Network device exists without a container

Dakado · November 10, 2020, 3:00pm

Somehow one of my network devices did not get deleted together with the container and the device still has folder in /var/snap/lxd/common/lxd/devices however currently no containers are present in the system. Is it safe to just manually delete this folder or is there any safe command ? This device is a proxy device and is blocking my IP address.

tomp · November 10, 2020, 3:03pm

When you say “blocking my IP address”, do you mean the proxy device is still running and listening on a port on your IP address?

Dakado · November 10, 2020, 3:04pm

Yes, exactly, the device exists by itself without any container so I cannot do lxc config device remove because it is not attached to any container.

tomp · November 10, 2020, 3:05pm

And you can see the process running? Have you tried killing the process?

What is the actual error you are getting?

Dakado · November 10, 2020, 3:08pm

There is error only when I try to create a new container with the IP that is blocked by this device. So I was looking into it and found that device folder still exists but the container has been removed already.

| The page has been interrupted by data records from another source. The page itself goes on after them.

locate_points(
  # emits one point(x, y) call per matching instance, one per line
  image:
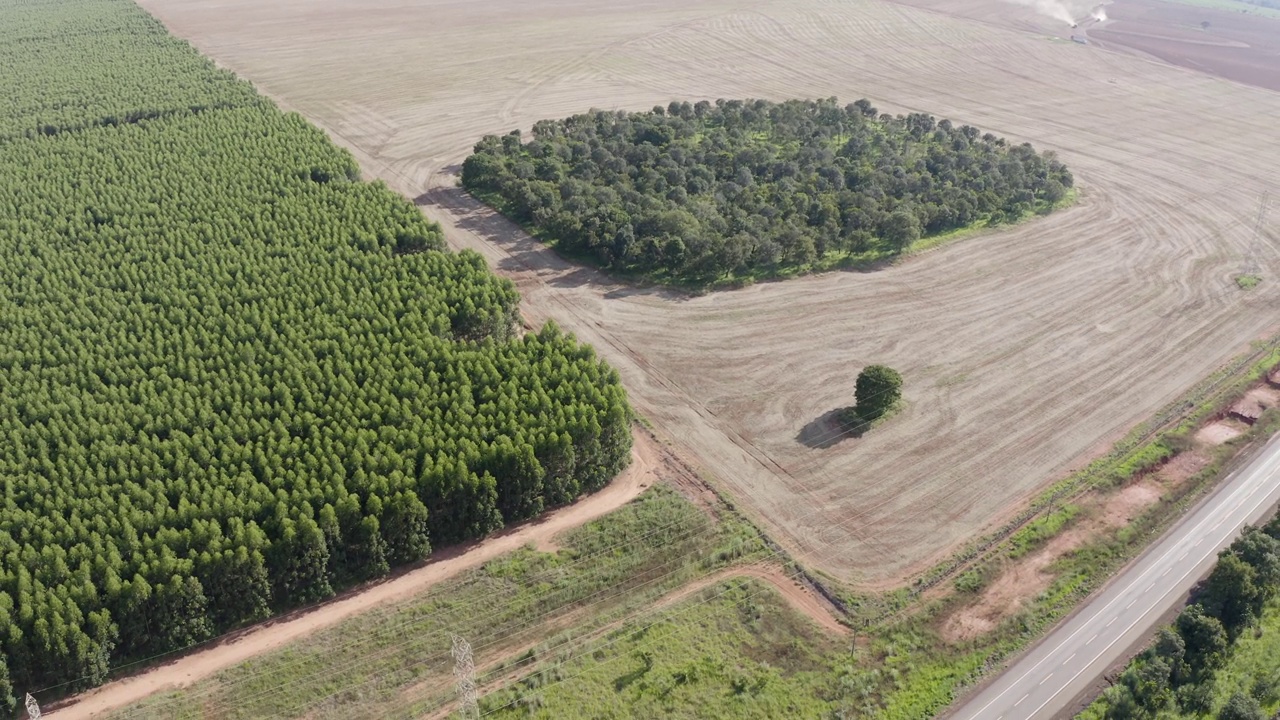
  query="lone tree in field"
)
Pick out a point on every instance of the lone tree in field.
point(877, 391)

Here is what happens when I try to use the blocked IP with a new container:

Log:

lxc c8 20201110144650.550 WARN cgfsng - cgroups/cgfsng.c:mkdir_eexist_on_last:1152 - File exists - Failed to create directory “/sys/fs/cgroup/cpuset//lxc.monitor.c8”
lxc c8 20201110144650.550 WARN cgfsng - cgroups/cgfsng.c:mkdir_eexist_on_last:1152 - File exists - Failed to create directory “/sys/fs/cgroup/cpuset//lxc.payload.c8”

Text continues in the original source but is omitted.